Арчибальд обзывал нас малышами, и мы сразу поняли, что он из тех мальчишек, с которыми бесполезно пытаться затевать новую веселую игру. Вот почему Освальд, всегда сдержанный и осторожный, больше не заикался о том, чтобы созвать совет.
Иногда мы играли с гостем во что-нибудь не очень увлекательное, вроде подкидного или переводного дурака, и даже тогда он жульничал. Мне неприятно говорить так о ком-то из нашего рода, но с трудом можно было поверить, что он Бэстейбл. Наверное, в младенчестве его подменила нянька, как иногда подменяют наследников королей и герцогов.
Дни тянулись медленно. Вечеринка у миссис Лесли сияла, как путеводная звезда, в загадочном тумане будущего. Мы с нетерпением ждали еще одного события: когда Арчибальду придёт время вернуться в школу. Но поскольку и мы должны были вернуться в школу примерно тогда же, мы не могли в полную силу предвкушать свое избавление.
Освальд всегда старается быть справедливым, даже когда это очень нелегко, поэтому честно скажу: я не совсем уверен, что трубы протекли из-за Арчибальда. Но накануне он отправился в деревню подстричься, а мы все залезли на чердак, ухватившись за прекрасную возможность немного поиграть в разбойников в пещере. Еще одной неестественной чертой характера Арчибальда было то, что он вечно смотрелся в зеркало, вел разговоры о том, что красивый, а кто нет, и суетился из-за своих галстуков, как девчонка. Поэтому, когда он ушел, Элис сказала:
– Тсс! Самый подходящий момент. Давайте поиграем на чердаке в разбойников. Когда он вернется, он нас не найдет.
– Он нас услышит, – сказал Ноэль, кусая карандаш.
– Не услышит! Мы будем Шепчущейся Бандой Странных Разбойников. Пойдем, Ноэль, допишешь стихи на чердаке.
– Это стихи о нем, – мрачно проговорил Ноэль. – Когда он вернется в…
Но Освальд не скажет, как называется школа Арчибальда, ведь другим мальчикам может не понравиться, если мои читатели узнают, что вместе с ними учится такой скверный парень.
– Когда он вернется в школу, – продолжал Ноэль, – я вложу стих в конверт, наклею марку и отправлю ему, а потом…
– Скорее! – крикнула Элис. – Бард разбойников, торопись в пещеру, пока не поздно.

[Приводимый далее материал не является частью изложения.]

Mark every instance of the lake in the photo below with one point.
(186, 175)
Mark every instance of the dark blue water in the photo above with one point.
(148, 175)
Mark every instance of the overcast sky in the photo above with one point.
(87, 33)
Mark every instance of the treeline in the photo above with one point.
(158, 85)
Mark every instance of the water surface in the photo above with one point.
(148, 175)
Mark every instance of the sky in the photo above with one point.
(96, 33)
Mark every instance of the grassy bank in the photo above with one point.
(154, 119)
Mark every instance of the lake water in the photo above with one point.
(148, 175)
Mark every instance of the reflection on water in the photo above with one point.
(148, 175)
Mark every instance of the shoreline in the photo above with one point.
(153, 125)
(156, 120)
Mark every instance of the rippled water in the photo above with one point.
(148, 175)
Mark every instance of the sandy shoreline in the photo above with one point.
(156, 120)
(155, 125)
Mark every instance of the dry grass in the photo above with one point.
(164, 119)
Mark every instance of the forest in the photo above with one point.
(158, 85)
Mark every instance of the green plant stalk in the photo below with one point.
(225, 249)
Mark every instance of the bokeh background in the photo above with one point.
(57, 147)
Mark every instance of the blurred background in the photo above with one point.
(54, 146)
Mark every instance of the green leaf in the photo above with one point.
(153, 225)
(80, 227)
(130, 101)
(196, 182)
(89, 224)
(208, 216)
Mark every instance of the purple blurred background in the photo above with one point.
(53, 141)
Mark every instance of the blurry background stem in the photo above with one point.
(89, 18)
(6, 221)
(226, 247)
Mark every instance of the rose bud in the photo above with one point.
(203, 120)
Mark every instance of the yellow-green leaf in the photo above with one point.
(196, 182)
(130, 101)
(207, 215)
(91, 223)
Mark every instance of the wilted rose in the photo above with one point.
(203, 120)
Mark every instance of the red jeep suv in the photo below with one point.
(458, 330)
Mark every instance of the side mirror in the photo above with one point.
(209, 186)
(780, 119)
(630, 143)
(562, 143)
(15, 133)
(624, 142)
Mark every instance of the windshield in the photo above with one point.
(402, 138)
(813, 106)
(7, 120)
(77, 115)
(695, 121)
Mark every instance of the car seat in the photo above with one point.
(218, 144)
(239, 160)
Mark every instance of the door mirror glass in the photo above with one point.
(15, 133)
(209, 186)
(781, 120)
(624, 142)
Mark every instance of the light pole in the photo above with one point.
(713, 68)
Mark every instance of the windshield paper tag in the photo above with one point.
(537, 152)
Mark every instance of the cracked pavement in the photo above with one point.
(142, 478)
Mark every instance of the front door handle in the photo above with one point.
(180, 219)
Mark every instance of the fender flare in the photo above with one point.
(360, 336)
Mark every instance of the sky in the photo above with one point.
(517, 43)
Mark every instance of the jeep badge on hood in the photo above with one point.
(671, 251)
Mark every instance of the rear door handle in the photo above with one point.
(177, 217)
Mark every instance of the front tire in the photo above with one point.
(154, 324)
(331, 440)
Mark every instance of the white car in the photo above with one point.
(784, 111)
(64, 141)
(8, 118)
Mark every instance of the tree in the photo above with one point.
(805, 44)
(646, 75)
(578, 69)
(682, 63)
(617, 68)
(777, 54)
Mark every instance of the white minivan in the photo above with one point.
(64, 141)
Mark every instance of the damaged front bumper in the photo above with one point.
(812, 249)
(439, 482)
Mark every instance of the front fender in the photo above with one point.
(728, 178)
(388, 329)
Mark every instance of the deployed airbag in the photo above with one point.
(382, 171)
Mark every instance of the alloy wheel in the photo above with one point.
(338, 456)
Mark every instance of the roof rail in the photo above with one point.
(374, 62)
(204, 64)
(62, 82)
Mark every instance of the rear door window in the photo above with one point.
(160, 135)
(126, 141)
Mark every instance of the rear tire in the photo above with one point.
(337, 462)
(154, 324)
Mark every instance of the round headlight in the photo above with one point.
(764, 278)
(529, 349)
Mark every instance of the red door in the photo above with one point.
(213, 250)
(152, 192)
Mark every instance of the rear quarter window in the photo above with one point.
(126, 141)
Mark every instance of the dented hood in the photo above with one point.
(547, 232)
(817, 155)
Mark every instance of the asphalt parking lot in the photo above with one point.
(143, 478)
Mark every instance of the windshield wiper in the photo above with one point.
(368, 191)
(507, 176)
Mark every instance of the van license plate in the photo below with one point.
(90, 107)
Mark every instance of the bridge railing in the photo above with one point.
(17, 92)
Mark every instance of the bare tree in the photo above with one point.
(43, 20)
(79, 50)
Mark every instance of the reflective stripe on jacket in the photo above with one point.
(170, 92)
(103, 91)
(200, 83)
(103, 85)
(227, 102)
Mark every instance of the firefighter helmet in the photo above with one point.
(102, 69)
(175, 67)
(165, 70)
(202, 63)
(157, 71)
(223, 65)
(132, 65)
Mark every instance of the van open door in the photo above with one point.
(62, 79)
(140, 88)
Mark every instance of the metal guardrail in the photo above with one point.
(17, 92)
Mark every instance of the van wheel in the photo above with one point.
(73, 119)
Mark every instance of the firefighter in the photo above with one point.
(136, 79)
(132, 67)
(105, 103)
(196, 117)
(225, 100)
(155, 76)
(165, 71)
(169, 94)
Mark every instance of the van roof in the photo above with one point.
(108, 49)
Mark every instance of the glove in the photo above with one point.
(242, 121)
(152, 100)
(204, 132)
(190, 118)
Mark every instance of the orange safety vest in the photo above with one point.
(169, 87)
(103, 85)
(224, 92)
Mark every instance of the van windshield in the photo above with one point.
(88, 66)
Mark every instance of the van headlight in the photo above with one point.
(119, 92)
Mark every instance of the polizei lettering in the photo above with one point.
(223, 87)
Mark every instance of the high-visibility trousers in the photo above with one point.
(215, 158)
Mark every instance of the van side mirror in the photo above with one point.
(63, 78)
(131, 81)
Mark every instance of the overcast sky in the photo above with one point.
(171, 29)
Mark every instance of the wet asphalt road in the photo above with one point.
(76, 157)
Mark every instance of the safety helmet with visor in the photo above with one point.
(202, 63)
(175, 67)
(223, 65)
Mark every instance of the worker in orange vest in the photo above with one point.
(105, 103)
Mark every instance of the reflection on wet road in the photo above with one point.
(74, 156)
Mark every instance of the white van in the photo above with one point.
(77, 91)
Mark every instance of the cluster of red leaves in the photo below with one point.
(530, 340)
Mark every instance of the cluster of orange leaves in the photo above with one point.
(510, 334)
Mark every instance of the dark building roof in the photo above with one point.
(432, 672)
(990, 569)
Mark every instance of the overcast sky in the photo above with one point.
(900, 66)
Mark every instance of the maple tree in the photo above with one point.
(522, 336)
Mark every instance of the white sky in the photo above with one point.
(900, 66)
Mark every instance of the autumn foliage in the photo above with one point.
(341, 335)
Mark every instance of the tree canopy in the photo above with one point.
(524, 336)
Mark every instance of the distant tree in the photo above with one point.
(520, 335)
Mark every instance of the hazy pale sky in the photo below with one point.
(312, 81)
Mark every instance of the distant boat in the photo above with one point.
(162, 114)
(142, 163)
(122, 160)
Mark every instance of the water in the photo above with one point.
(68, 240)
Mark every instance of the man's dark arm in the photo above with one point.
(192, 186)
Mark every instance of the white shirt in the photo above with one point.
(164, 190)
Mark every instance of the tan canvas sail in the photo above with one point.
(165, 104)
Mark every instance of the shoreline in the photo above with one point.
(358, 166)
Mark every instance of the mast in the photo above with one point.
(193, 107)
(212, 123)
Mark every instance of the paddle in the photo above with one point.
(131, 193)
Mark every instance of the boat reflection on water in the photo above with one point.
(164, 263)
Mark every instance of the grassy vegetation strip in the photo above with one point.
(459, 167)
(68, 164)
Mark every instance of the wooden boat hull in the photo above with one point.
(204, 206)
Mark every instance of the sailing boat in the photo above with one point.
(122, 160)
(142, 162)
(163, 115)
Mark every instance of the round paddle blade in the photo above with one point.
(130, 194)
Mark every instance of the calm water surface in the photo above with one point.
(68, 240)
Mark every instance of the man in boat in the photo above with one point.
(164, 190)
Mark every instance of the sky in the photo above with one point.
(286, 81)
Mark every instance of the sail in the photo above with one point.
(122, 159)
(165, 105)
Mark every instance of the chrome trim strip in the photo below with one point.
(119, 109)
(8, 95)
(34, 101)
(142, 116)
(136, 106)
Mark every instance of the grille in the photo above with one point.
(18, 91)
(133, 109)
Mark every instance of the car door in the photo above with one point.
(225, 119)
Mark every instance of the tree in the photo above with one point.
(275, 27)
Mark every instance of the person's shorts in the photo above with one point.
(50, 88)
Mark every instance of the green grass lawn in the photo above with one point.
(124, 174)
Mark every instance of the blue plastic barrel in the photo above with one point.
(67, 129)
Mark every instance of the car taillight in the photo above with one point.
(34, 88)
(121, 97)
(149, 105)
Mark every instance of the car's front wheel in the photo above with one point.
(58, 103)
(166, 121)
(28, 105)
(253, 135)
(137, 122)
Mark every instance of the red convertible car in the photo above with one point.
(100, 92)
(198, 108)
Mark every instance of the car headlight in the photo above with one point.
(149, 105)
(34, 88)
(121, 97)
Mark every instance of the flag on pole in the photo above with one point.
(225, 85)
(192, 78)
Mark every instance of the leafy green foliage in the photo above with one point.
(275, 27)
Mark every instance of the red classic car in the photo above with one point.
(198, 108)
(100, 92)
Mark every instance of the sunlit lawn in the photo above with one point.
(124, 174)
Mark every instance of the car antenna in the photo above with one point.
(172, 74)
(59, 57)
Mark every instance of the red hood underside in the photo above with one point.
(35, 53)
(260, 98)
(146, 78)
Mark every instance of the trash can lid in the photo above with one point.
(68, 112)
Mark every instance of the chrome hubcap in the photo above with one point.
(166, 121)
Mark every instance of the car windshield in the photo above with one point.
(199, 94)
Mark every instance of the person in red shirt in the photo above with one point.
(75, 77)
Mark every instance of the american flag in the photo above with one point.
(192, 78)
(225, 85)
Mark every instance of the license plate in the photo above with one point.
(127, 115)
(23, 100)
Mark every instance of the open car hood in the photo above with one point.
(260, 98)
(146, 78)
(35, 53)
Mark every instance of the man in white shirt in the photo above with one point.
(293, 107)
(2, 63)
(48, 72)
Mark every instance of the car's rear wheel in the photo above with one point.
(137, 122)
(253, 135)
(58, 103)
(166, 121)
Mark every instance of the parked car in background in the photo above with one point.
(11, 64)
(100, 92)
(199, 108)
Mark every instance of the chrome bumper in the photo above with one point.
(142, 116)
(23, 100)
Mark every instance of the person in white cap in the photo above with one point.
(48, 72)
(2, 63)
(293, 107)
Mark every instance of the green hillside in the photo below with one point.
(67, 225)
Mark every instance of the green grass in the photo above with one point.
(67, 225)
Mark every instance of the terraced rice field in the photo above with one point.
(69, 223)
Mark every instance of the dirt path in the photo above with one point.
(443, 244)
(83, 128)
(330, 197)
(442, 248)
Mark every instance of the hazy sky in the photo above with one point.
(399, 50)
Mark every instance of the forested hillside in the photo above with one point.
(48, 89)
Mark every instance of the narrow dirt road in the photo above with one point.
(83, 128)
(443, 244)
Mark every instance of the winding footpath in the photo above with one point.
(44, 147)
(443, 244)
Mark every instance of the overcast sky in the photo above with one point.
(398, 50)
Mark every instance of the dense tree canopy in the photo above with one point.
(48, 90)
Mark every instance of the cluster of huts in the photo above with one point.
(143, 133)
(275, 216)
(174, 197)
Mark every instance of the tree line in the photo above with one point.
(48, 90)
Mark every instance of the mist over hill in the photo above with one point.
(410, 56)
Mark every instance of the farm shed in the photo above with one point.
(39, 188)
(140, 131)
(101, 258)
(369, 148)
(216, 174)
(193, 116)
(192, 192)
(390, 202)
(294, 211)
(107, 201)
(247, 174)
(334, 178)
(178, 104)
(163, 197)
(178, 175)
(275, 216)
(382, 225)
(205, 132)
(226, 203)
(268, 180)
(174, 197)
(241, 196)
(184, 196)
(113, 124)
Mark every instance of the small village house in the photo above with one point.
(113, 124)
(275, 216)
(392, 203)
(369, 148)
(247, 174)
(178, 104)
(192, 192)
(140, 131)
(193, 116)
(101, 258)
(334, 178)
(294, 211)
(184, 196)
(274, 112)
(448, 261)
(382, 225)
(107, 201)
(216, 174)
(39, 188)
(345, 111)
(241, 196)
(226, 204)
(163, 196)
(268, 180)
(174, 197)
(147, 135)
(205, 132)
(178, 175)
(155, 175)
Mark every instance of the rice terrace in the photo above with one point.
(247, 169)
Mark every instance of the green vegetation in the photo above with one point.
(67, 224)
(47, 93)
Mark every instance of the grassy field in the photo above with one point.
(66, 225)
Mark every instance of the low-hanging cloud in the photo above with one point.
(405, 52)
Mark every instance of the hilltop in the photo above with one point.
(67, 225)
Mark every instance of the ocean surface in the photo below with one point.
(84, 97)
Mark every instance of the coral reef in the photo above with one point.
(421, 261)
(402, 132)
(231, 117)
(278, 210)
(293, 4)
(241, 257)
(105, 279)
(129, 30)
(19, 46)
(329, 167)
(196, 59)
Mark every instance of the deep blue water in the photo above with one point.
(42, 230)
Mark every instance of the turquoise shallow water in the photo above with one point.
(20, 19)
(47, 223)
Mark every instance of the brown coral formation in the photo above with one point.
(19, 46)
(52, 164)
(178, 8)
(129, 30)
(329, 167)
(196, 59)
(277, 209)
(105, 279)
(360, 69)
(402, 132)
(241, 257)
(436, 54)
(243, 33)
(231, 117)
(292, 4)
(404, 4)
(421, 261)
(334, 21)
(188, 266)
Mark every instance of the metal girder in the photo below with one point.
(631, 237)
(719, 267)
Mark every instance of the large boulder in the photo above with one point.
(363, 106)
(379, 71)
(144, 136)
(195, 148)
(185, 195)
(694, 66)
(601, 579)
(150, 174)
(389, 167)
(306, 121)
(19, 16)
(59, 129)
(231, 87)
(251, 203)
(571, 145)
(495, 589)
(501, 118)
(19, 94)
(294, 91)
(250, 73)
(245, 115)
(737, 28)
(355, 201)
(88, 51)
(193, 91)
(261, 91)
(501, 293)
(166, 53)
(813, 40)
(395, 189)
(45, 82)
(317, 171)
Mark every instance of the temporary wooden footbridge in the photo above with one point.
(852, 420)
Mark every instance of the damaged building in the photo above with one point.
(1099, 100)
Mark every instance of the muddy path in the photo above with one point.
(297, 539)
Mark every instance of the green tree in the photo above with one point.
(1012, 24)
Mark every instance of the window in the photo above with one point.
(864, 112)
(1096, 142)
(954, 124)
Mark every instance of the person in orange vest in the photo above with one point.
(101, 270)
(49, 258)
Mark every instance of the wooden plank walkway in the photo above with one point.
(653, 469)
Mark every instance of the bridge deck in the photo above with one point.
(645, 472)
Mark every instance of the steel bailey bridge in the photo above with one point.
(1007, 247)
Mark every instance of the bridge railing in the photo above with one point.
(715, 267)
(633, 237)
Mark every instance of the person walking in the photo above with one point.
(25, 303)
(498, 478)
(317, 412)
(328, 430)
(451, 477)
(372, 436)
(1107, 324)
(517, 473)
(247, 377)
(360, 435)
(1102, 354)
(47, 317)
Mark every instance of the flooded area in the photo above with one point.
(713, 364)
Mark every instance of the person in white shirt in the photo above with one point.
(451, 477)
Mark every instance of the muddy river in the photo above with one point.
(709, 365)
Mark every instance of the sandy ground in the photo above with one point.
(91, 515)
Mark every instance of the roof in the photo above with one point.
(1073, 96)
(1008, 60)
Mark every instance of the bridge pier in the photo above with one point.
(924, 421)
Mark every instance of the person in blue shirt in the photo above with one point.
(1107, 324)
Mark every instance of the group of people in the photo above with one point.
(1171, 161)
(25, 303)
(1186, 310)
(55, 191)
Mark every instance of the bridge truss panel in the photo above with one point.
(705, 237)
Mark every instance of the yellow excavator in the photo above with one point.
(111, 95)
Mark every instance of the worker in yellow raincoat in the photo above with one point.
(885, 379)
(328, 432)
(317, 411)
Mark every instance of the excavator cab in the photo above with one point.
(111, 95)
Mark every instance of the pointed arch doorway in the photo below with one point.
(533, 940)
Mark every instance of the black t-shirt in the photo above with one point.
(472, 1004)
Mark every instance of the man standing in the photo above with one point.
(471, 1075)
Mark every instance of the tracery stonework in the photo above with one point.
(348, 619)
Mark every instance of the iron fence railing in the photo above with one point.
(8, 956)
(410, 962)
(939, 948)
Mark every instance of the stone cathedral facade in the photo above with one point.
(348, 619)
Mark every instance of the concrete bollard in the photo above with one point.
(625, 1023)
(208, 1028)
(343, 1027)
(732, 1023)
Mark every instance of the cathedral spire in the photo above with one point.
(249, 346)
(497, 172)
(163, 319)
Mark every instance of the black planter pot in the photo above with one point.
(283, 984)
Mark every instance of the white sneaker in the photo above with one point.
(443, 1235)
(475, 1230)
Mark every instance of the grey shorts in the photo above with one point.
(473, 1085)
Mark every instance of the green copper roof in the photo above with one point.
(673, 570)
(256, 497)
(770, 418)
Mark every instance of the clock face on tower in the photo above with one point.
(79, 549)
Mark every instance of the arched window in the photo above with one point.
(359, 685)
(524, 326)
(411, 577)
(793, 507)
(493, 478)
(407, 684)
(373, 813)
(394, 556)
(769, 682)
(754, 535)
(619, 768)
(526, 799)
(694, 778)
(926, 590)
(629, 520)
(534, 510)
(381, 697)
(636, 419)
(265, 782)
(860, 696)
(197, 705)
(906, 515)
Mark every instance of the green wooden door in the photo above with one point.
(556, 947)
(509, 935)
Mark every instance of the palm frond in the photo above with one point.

Мы рванули наверх, надели тапочки, поверх них – носки и притащили из спальни девочек стул с высокой спинкой. Пока остальные крепко держали стул, Освальд ловко взобрался на его высокую спинку, открыл люк и забрался в тайник между крышей и потолком (мальчики из «Сталки и компании»[2] узнали о таком тайнике случайно, к своей радости и удивлению, но мы о своем знаем с незапамятных времен).